There are several differences you’ll encounter as you begin the hiring process. For example, as with many professional civilian jobs, the hiring process from interview to hire can stretch for weeks and even months. Consider that in your planning, and try to prepare accordingly. Start making plans at least a year before your EAOS and think about where you would live and what you would live off if you had a significant gap between paychecks.
You may need to travel to your prospective city of employment multiple times, so consider that it might be helpful to still be in the military at that time, where you are still receiving a paycheck and are able to take leave. If you don’t have a specific city or area in mind, you can apply for openings in a wide range of locations, which can be exciting. But be sure to either check out the city first-hand before things get too serious, or have someone who lives there give you an honest perspective. A recruiting brochure or city’s website might not give you the true feel of what life would be like for you and your family if you were to move there.
When doing your initial research, you can also call a department and ask specific questions to help gain an accurate perspective on what your experience would entail. For example, you can ask if the department:
- Waves residency requirements for military veterans?
- Holds their own academy or sends recruits to a regional one?
- Pays during the academy?
- Is actively hiring or just filling the hiring pool?
While money is not everything, it’s important to take a long, hard look at your expenses and the salaries offered by various departments, remembering that while the numbers might seem quite a bit higher than your time in the service, they do not come with many of the benefits you and your family received while in the military. Things like housing, meals, health care, and even uniform may or may not be covered in the listed salary you’d be receiving in the civilian world.

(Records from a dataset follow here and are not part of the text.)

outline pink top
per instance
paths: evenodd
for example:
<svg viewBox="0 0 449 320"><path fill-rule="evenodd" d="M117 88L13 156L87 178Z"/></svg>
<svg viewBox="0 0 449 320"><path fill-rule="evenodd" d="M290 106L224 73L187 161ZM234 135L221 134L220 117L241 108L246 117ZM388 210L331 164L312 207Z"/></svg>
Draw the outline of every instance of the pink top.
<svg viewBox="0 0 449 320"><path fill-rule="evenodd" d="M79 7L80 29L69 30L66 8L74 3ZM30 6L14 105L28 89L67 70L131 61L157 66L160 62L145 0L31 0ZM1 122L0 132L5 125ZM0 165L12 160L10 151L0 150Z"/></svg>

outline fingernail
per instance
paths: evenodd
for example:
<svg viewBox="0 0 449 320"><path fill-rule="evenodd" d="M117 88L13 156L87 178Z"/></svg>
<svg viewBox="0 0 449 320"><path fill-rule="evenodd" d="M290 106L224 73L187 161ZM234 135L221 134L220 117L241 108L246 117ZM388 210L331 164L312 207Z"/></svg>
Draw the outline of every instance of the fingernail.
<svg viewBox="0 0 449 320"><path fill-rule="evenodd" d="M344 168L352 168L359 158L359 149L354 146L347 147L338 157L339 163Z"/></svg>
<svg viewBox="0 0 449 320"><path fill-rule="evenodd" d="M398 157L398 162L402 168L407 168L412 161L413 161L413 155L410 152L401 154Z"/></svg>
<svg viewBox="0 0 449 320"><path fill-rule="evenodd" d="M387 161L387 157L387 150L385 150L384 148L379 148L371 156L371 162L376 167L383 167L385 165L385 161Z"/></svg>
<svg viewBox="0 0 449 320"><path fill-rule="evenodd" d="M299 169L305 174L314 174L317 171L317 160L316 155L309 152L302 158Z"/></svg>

You may also want to consider creating a resume or at least a handy contact list to help you fill out employment applications. While it can be challenging to keep up with past supervisors and references due to transfers, the personnel department at your command can be very helpful. Your future employer will most likely ask for names and contact information for previous supervisors, so build that into your preparation work. Also, be sure you have access to your DD 214, as you’ll need it for most applications.
While you are preparing for the application process, take a moment to review your online presence, especially your social media profiles. It only takes a few moments to remove your own posts or untag yourself from photos that might not cast you in the best light. You can be sure that your future employer will be checking your profiles, at least in passing, and you don’t want indiscretions from your past, even minor ones, to paint a negative picture. You can also choose options that prevent people from tagging you or posting to your wall to ensure you have total control over your social media presence.
A serious but important thing to consider is your mental preparedness for police work. While your past in military service most definitely has taught you the discipline and hard work necessary for law enforcement – not to mention a familiarity with firearms – the work will put you into stressful, sometimes violent situations. If you have any lingering stress-related issues from your prior service, you may want to spend some time resolving that and even receiving counseling if needed before pursuing a law enforcement career. Many servicemembers make excellent law enforcement agents and have no issues with this, but it is important to be honest and aware of the type of work you will be encountering to give you the highest chance of success.
You have served your country with honor and know what it means to protect others around the globe with courage in dangerous situations. Your experience makes you an obvious fit to protecting civilians in the United States in the very same way. With a little research and preparation, you’ll fit the right line of law enforcement that builds on your military career, and gives you the chance to keep making a difference in the world by serving and protecting.